La replica della piattaforma contro le accuse
Substack ha replicato tramite due post. Il primo è stato pubblicato dal co-fondatore Hamish McKenzie, che ha provato a spiegare la questione del pagamento anticipato: Substack Pro offre a scrittori selezionati un pagamento anticipato per il primo anno sulla piattaforma ma, dopo quell’anno, non c’è nessun tipo di fisso garantito e gli scrittori possono attingere al 90% di quello che guadagnano. Si tratta di «accordi decisionali aziendali, non editoriali», spiega McKenzie.

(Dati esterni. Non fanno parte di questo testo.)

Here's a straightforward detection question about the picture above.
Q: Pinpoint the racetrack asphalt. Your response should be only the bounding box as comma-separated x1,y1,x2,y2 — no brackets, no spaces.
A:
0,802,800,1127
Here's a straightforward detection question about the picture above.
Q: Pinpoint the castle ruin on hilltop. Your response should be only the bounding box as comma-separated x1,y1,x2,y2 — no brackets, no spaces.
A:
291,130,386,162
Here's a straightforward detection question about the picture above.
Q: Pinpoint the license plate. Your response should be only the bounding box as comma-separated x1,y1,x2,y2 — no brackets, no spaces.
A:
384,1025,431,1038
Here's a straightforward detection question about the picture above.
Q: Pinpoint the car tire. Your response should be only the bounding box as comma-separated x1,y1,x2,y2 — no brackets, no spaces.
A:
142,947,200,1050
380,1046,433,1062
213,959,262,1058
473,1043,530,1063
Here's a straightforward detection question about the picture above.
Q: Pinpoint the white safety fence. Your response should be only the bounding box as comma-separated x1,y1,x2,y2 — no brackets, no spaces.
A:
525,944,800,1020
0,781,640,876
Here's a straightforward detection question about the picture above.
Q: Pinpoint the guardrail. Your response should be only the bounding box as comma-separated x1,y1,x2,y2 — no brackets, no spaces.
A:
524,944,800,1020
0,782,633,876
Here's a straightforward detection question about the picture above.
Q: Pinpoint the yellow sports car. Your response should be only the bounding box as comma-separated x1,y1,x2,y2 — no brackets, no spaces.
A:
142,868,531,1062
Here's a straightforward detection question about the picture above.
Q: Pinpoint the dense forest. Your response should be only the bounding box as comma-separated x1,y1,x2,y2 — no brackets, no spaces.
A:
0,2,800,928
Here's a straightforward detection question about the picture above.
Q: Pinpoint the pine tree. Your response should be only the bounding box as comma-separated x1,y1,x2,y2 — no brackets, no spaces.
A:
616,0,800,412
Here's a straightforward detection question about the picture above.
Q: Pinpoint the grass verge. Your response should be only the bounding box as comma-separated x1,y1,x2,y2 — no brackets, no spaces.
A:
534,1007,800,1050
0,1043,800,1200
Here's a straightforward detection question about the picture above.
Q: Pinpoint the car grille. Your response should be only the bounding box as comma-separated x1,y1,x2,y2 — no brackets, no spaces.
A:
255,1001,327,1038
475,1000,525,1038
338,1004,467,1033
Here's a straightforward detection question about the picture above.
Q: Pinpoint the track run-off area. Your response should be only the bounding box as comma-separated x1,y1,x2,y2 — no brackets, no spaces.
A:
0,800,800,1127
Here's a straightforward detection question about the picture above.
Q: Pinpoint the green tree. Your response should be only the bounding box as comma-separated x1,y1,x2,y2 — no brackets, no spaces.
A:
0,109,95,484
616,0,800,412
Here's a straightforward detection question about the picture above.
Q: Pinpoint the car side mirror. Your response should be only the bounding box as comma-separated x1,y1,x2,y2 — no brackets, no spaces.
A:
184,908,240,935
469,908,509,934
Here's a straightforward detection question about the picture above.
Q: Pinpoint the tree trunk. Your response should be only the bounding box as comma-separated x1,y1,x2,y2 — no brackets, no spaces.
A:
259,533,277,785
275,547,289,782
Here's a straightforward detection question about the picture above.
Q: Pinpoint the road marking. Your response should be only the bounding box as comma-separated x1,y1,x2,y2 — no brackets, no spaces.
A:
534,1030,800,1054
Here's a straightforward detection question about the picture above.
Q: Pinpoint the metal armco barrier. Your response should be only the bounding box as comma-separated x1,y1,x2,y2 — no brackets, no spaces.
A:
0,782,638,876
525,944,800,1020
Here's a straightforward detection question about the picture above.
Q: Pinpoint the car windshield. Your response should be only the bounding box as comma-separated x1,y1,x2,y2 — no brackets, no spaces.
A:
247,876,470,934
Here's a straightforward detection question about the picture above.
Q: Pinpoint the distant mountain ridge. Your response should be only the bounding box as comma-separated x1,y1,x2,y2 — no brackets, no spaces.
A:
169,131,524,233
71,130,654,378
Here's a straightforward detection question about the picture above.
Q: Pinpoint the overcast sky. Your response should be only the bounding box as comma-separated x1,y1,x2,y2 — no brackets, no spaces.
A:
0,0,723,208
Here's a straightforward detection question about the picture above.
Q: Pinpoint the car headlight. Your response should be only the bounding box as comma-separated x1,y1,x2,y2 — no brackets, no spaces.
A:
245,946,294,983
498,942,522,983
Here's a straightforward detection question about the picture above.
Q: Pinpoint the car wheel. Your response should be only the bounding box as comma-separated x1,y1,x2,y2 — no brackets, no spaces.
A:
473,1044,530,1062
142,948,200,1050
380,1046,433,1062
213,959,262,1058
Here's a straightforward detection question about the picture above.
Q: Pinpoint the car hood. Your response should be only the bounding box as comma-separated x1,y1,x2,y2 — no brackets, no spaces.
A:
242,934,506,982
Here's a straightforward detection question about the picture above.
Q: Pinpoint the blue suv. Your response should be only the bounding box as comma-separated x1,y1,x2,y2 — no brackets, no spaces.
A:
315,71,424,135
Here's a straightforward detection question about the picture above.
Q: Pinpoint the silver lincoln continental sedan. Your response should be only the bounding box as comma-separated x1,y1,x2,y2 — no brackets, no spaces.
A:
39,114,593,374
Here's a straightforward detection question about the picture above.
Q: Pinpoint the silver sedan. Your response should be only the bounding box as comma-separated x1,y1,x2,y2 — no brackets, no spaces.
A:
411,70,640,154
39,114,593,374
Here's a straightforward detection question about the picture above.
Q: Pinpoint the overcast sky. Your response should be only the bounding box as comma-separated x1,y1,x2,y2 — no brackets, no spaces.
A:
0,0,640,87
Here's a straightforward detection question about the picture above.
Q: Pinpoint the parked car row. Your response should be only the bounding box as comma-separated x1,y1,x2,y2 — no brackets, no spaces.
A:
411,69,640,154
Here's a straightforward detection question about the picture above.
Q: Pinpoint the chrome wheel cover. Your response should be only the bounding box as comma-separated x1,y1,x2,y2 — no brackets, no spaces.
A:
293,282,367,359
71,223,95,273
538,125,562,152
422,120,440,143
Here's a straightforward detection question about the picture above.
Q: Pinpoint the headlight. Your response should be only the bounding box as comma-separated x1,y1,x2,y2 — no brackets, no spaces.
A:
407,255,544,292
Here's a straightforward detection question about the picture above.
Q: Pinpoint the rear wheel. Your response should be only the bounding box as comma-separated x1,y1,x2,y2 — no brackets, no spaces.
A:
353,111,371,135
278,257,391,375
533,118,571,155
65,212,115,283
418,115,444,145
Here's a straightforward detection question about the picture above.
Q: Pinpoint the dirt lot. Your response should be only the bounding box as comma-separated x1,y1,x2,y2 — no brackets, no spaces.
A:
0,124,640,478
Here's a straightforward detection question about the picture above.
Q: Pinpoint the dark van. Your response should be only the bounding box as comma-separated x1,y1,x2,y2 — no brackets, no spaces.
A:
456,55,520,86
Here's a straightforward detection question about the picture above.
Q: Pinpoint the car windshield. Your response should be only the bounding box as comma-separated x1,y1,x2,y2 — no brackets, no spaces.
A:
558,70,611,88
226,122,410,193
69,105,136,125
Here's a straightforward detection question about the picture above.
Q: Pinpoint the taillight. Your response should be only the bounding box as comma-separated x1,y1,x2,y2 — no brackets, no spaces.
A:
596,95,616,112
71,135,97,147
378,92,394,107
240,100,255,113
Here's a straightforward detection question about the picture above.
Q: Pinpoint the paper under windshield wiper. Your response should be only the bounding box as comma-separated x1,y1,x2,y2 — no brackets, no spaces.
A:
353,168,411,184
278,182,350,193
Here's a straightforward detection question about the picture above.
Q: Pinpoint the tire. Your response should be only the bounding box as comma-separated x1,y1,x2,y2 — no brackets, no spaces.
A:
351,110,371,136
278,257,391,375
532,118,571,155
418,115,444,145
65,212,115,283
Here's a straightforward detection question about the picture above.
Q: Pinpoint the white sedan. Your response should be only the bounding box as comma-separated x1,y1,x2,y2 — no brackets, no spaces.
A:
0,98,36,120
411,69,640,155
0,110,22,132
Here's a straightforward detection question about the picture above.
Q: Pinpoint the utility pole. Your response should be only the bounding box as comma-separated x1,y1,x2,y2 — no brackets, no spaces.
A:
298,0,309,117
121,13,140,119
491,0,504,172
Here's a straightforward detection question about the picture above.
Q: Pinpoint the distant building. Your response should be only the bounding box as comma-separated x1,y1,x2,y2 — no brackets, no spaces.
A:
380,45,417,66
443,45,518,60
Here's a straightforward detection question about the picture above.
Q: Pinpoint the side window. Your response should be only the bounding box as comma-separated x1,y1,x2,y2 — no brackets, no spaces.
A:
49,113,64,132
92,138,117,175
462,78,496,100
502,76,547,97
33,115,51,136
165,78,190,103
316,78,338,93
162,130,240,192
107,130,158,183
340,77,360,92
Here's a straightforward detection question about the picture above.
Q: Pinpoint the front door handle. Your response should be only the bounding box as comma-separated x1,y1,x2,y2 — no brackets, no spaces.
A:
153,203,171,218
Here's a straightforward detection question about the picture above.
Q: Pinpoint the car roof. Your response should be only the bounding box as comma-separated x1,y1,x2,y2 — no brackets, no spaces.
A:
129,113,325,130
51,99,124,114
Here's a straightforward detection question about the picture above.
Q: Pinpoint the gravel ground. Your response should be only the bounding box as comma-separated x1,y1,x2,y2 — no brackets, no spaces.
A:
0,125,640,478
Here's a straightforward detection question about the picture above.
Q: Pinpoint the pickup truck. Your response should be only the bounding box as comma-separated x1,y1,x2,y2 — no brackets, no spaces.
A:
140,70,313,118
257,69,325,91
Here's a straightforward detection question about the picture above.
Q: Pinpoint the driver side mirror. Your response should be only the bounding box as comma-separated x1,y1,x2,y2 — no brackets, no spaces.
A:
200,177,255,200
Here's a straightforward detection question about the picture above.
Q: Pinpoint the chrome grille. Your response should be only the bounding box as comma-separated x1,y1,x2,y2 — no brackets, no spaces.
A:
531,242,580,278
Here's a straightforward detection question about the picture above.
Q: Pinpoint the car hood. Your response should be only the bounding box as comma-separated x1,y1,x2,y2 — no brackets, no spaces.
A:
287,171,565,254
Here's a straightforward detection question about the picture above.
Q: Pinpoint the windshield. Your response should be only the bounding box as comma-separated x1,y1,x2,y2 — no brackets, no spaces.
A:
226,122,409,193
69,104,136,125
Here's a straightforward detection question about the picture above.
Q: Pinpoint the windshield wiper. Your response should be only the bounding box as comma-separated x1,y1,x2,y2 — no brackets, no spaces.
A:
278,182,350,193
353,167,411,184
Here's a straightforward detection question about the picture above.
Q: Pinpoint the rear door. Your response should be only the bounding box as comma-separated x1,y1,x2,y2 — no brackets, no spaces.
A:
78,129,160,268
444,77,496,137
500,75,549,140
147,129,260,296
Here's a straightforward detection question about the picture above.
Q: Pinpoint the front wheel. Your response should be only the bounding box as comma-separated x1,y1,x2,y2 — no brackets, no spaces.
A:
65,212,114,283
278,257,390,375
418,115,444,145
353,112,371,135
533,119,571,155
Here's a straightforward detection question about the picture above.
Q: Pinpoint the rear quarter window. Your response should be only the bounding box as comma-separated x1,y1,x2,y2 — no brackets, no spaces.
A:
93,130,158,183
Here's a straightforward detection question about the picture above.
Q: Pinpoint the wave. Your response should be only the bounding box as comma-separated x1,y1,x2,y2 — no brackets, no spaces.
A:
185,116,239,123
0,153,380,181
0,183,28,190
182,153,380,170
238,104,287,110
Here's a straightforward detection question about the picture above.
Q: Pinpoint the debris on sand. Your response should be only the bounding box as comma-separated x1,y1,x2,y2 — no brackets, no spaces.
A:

Sulla questione transfobia ha specificato che «non commissioniamo né modifichiamo storie. Non assumiamo scrittori né li gestiamo. Gli scrittori, non Substack, sono i proprietari. Nessuno scrive per Substack: scrivono per le proprie pubblicazioni». Nel secondo post i co-fondatori sostengono che nel programma pro più della metà sono donne, più di un terzo sono di colore e ci sono punti di vista diversi ma «nessuno che possa essere ragionevolmente interpretato come anti-trans», seppure non facendo nomi.
Le regole di Substack
I fondatori hanno affermato che continueranno « a richiedere a tutti gli scrittori di attenersi alle linee guida sui contenuti di Substack, che proteggono da molestie e minacce» aggiungendo anche che «ci atterremo a un approccio diretto alla censura, come stabilito nella nostra dichiarazione sulla nostra filosofia di moderazione dei contenuti». Newitz – come riporta Techcrunch – ha comunque sottolineato che è questione di trasparenza. «Se Substack non rende pubblica la lista di chi paga e gli scrittori in Pro» l’azione «è palesemente fuorviante per le persone che stanno cercando di capire se possono fare soldi sulla piattaforma» e toglie la possibilità di «verificare le affermazioni di Substack su come i suoi redattori siano su “tutti i lati” dello spettro politico».